All of lore.kernel.org
 help / color / mirror / Atom feed
From: John Ogness <john.ogness@linutronix.de>
To: Petr Mladek <pmladek@suse.com>
Cc: Sergey Senozhatsky <senozhatsky@chromium.org>,
	Steven Rostedt <rostedt@goodmis.org>,
	Thomas Gleixner <tglx@linutronix.de>,
	linux-kernel@vger.kernel.org,
	Greg Kroah-Hartman <gregkh@linuxfoundation.org>
Subject: Re: [PATCH printk v3 14/15] printk: extend console_lock for proper kthread support
Date: Thu, 21 Apr 2022 16:36:25 +0206	[thread overview]
Message-ID: <875yn2h5ku.fsf@jogness.linutronix.de> (raw)
In-Reply-To: <20220421124119.GB11747@pathway.suse.cz>

On 2022-04-21, Petr Mladek <pmladek@suse.com> wrote:
>> --- a/kernel/printk/printk.c
>> +++ b/kernel/printk/printk.c
>> @@ -2603,9 +2666,10 @@ static int console_cpu_notify(unsigned int cpu)
>>  		/* If trylock fails, someone else is doing the printing */
>>  		if (console_trylock())
>>  			console_unlock();
>> -
>> -		/* Wake kthread printers. Some may have become usable. */
>> -		wake_up_klogd();
>> +		else {
>> +			/* Some kthread printers may have become usable. */
>> +			wake_up_klogd();
>
> Do you have any particular scenario in mind, please?
> Could CPU hotplug put any printk kthread into a sleep?

I do not have a particular scenario. My reasoning was that a CPU coming
online would affect the conditions of __console_is_usable() for consoles
without CON_ANYTIME. Of course, it would mean that previously a kthread
went to sleep because it was trying to print from a CPU that was
offline. I am doubtful that such a scenario is possible. But you did
uncover some bizarre code paths where task migration could fail during
CPU offlining.

Anyway, you suggested to keep the CON_ANYTIME checks for kthreads in
there. So it seems correct to wake threads anytime the
printer_should_wake() conditions change.

>> @@ -2625,11 +2689,33 @@ void console_lock(void)
>>  	down_console_sem();
>>  	if (console_suspended)
>>  		return;
>> +	console_kthreads_block();
>>  	console_locked = 1;
>>  	console_may_schedule = 1;
>>  }
>>  EXPORT_SYMBOL(console_lock);
>>  
>> +/*
>> + * Lock the console_lock, but rather than blocking all the kthread printers,
>> + * lock a specified kthread printer and hold the lock. This is useful if
>> + * console flags for a particular console need to be updated.
>> + */
>> +void console_lock_single_hold(struct console *con)
>> +{
>> +	might_sleep();
>> +	down_console_sem();
>> +	mutex_lock(&con->lock);
>> +	console_locked = 1;
>> +	console_may_schedule = 1;
>
> This looks wrong. It is a global flag that could be modified
> only when all consoles are blocked.

You are correct. is_console_locked() needs to return false in this
scenario. I will leave out the @console_lock setting and insert a
comment to clarify why.

> This API blocks only the single console. The other consoles are still
> allowed to print actively.

That is the point. VT does not care about the other printers. VT is
using @console_locked to protect itself against itself.

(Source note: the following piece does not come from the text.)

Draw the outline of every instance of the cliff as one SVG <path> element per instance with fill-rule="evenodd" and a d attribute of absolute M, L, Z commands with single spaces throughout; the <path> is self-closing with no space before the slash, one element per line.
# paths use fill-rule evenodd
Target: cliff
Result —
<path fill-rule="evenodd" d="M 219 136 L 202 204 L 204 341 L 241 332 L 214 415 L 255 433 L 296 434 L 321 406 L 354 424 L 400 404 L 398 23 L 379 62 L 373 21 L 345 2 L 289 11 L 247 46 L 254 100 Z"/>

> Another problem will appear with the 15th patch. It will remove
> console_locked variable and is_console_locked() will not longer
> be aware that this console is locked. We will not know that
> it might cause deadlock in the VT code.

From the perspective of VT code the console is _not_ locked. So
is_console_locked() should return false. is_console_locked() is to make
sure that the _VT code_ has called console_lock()/console_trylock(). So
the 15th patch is still correct.

>> @@ -2728,17 +2834,18 @@ static void __console_unlock(void)
>>   *
>>   * @handover will be set to true if a printk waiter has taken over the
>>   * console_lock, in which case the caller is no longer holding the
>> - * console_lock. Otherwise it is set to false.
>> + * console_lock. Otherwise it is set to false. A NULL pointer may be provided
>> + * to disable allowing the console_lock to be taken over by a printk waiter.
>>   *
>>   * Returns false if the given console has no next record to print, otherwise
>>   * true.
>>   *
>> - * Requires the console_lock.
>> + * Requires the console_lock if @handover is non-NULL.
>
>     * Requires con->lock otherwise.

Right. I will update the comments.

>>   */
>> -static bool console_emit_next_record(struct console *con, char *text, char *ext_text,
>> -				     char *dropped_text, bool *handover)
>> +static bool __console_emit_next_record(struct console *con, char *text, char *ext_text,
>> +				       char *dropped_text, bool *handover)
>>  {
>> -	static int panic_console_dropped;
>> +	static atomic_t panic_console_dropped = ATOMIC_INIT(0);
>>  	struct printk_info info;
>>  	struct printk_record r;
>>  	unsigned long flags;
>> @@ -3261,6 +3401,8 @@ void register_console(struct console *newcon)
>>  
>>  	newcon->dropped = 0;
>>  	newcon->thread = NULL;
>> +	newcon->flags |= CON_THD_BLOCKED;
>
> Just to show the complexity added by console_lock_single_hold():
>
> It took me some time to realize that it is correct. The flag
> is needed because the console will be added under console_lock().
> The flag would not be needed when it was added under
> console_lock_single_hold().

?? But it is not added under
console_lock_single_hold(). console_lock_single_hold() is not a
replacement for console_lock(). Their purpose is very
different. console_lock_single_hold() is an internal function to provide
synchronization for @flags and @thread updates of a single console.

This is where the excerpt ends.